L’Ombre de l’Aiguille sur la Bobine
Ce qui rend le projet honnête malgré ses libertés, c’est que Safdie ne prétend pas faire un documentaire. Le film s’intéresse à l’énergie de Reisman plus qu’à ses dates, à cette façon d’habiter le monde comme un terrain de jeu, de transformer chaque rencontre en enjeu, chaque repas en transaction. The Guardian a rapporté que Safdie lui-même décrit le film comme une exploration de « l’ambition américaine et des rêves qui s’écrasent contre la réalité ». C’est la grille de lecture des frères Safdie depuis Good Time et Uncut Gems, des hommes qui courent trop vite, qui bluffent trop haut, qui finissent toujours par se cogner contre le mur.

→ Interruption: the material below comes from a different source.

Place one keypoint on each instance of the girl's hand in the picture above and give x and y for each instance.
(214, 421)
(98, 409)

Reisman, le vrai, était exactement ce personnage. Après 1952 et la victoire de Satoh au championnat du monde avec sa raquette à mousse, il a refusé de changer de style. Son tennis de table à lui était mort, et il l’a su immédiatement, en regardant cette raquette sortir de son étui. Il a continué en marge, dans les tournois hardbat réservés aux nostalgiques, dans les salles de paris, dans les shows de cirque sportif. Une vie entière de côté du grand fleuve, à s’obstiner dans un style que personne ne voulait plus. C’est ça, l’histoire vraie.
Le film s’en tient là, en 1952, pile au moment de la bascule. Marty Supreme n’a pas besoin de raconter la suite. La suite, c’est le silence. Et Safdie a l’élégance de ne pas l’expliquer.